Of course, that means everything looks the same as before, too. Indeed, the somewhat creepy and overly goofy caricatures of Final Fantasy heroes and villains is back and slightly elevated. There are more characters since more Final Fantasy titles are featured, and there are also new monsters, summons, and effects. Sometimes, the effects can be a bit distracting but overall, this game retains the same look. The Switch and PS4 just make things look more crisp.
When you begin the game, you’ll be able to select from one of three modes. Music Stages lets you select any track you’ve unlocked. Multiplayer Battle lets you play with with friends. The one I spent the most time in is Series Quest: you’ll go through a number of songs in a specific Final Fantasy, acquiring keys to unlock other titles. You’re rewarded after finishing all of the songs in a series. To spice things up, each song has a Quest associated with it. They’re optional, but they grant rewards such as artwork, game-related screenshots, items, and more. Completionists will have a heck of a time clearing 100 percent of these. They range from very easy to very difficult. The very difficult ones usually require a certain party set up. Note that your rewards are that much more robust for finishing a series with all Quests completed.
If you played the first game, you will right at home as you build a party of four Final Fantasy heroes (and villains), equip them with abilities and items, and select a song to play. Series Quest feature Field Music Stages (FMS) and Battle Music Stages (BMS). Music Stages Mode lets you play the above two, as well as FMV stages where select songs play against a backdrop of scenes from each title. The neat thing about the FMV stages is that the notes come from top to bottom like Guitar Hero. They’re a nice change of pace. But, for the most part, you’ll be going through FMS’ and BMS’. Since there isn’t any stylus tapping, you’ll have to press buttons land your notes while following along to the music. Each song has at least three levels of difficulty so anyone can hop right in and play. Finishing a song grants points in the form of Rhythmia. You’ll unlock rewards as you acquire this. It’s a straightforward formula that works and is highly addictive. With 385 songs to choose, it’s easy to play for hours on end or just for a few songs to pass the time.

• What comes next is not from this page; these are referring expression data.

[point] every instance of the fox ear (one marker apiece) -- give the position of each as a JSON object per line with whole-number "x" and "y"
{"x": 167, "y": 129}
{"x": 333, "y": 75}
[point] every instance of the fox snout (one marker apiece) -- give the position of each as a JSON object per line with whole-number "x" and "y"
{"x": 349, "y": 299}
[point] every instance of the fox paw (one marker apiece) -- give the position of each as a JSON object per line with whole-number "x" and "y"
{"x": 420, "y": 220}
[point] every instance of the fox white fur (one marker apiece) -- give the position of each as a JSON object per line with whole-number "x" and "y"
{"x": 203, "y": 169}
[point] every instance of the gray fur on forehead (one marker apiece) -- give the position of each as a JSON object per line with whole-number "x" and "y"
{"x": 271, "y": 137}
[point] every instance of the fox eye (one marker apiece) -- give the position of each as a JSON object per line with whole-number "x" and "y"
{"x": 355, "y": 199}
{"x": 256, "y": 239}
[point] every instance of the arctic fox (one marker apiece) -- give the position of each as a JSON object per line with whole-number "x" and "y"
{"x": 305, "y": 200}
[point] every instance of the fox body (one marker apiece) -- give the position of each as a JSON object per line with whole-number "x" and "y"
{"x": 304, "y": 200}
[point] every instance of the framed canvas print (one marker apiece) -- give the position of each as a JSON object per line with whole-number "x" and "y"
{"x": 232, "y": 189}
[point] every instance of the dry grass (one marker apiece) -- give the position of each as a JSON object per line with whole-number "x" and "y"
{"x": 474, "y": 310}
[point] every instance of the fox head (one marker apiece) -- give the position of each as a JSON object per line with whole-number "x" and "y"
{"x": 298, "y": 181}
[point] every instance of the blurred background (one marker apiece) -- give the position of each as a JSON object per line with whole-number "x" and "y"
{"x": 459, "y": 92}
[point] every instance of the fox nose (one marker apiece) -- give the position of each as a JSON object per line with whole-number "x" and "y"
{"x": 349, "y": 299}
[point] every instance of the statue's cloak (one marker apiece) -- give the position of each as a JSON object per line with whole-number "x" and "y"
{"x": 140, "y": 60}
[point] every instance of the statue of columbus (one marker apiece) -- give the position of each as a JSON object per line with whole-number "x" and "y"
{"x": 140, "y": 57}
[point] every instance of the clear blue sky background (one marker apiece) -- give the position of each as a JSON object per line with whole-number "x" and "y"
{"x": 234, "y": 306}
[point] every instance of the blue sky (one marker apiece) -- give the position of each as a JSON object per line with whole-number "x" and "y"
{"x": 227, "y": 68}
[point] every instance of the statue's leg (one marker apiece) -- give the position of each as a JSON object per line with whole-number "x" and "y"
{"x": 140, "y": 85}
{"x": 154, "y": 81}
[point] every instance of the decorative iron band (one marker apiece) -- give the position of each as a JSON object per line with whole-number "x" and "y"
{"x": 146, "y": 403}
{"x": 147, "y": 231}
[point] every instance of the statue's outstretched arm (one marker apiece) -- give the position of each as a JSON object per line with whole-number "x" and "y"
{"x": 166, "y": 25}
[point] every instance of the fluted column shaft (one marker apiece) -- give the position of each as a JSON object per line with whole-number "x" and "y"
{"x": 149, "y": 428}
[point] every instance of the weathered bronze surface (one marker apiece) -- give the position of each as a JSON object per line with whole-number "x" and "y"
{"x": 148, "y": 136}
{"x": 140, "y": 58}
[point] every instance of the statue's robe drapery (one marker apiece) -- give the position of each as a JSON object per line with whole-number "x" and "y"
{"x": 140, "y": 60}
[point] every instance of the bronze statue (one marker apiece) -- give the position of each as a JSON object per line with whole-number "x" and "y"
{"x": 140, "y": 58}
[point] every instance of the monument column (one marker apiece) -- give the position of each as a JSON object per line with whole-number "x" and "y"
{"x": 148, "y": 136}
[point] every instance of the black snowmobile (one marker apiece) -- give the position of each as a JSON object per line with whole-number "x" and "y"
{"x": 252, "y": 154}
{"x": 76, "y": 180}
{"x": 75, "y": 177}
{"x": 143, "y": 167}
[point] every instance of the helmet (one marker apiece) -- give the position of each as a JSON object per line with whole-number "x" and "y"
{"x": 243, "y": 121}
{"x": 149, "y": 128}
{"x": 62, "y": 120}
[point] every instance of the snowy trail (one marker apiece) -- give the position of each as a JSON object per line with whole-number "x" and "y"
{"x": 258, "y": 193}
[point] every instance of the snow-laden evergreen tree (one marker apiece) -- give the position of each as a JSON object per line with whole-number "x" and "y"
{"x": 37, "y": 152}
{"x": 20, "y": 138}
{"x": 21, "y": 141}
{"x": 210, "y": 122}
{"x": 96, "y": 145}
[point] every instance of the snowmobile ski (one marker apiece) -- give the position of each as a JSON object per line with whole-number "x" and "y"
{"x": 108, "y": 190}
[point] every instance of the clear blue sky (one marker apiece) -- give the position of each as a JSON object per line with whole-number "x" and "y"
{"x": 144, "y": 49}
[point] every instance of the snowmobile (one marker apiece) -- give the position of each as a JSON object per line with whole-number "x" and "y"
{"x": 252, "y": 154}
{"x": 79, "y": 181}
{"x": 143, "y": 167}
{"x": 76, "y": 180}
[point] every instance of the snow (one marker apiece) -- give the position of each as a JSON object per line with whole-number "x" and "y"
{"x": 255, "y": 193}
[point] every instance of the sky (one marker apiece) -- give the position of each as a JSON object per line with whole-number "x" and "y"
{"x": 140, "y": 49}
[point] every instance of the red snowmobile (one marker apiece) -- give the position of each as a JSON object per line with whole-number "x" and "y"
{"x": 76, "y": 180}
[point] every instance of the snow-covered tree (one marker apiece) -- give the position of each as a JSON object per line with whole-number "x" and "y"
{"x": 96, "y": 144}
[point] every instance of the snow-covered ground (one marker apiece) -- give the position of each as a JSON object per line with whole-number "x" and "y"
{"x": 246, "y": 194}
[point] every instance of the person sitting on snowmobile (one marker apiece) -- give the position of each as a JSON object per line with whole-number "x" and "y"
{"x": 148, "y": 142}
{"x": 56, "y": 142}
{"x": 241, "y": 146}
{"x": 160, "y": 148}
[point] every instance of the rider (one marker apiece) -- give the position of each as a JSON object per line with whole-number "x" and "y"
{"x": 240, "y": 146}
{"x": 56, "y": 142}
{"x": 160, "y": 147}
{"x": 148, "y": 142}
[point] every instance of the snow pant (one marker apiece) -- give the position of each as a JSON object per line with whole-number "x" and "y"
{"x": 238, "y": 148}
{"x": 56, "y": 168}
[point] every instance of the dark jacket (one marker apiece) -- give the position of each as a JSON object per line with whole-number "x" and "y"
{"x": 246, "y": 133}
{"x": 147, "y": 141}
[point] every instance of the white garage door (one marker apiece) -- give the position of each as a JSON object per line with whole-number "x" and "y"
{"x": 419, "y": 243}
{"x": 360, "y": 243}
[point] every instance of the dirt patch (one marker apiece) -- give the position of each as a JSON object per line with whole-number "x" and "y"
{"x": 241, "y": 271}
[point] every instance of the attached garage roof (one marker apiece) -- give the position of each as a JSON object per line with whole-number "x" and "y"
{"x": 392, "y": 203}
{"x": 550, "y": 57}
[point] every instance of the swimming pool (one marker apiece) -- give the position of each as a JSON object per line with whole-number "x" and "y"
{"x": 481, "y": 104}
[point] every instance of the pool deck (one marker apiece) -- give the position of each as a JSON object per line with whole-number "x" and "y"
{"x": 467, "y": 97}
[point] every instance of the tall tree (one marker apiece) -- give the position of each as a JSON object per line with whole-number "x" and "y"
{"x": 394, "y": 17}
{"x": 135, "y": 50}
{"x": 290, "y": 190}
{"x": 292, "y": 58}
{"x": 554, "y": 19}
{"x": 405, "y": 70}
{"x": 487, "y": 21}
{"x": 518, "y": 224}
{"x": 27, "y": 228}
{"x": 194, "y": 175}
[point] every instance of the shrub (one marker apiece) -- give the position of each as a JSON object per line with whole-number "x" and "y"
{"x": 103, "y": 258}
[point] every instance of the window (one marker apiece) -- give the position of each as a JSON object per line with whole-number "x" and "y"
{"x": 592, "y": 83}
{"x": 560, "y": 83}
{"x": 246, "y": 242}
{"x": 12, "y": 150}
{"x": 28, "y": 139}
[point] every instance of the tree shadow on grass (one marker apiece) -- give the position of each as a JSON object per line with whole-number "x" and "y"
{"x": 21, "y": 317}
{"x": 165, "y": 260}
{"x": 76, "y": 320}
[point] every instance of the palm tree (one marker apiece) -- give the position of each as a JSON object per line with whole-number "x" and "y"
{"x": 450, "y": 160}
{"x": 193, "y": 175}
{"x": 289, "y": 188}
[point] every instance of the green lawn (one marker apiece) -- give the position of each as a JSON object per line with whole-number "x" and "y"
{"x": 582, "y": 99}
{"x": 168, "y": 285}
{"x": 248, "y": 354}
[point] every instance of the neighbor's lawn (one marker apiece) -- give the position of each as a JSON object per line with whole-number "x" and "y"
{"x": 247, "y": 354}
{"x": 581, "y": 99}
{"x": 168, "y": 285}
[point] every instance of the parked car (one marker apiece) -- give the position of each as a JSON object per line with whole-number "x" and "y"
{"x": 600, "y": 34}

When the credits roll, chances are you’ll have spent at least 30 hours playing. As of now, post-credits and having replayed favorite songs, I’m sitting at nearly 50 hours. There are tons of little things to unlock, too. There’s also a hefty amount of DLC featuring the music from other Square hits. Finishing the game unlocks a mode called Endless World. It’s just as it sounds: you need to try to clear as many stages as you can in a never-ending mode. It’s a bit much; something that only those with a lot of time would get the most out of. All in all, having so much access to so much music is fantastic. While some games got more attention than others (FFXIV has over 30 songs and they’re a chore to get through) and some of the Quests can be frustrating, this is a wonderful way to celebrate the music of such an important series. I highly recommend to all music and Final Fantasy fans.
Overall, 8.5/10: Another encore that is endless. Theatrhythm Final Bar Line has enough music to last Final Fantasy fans for years.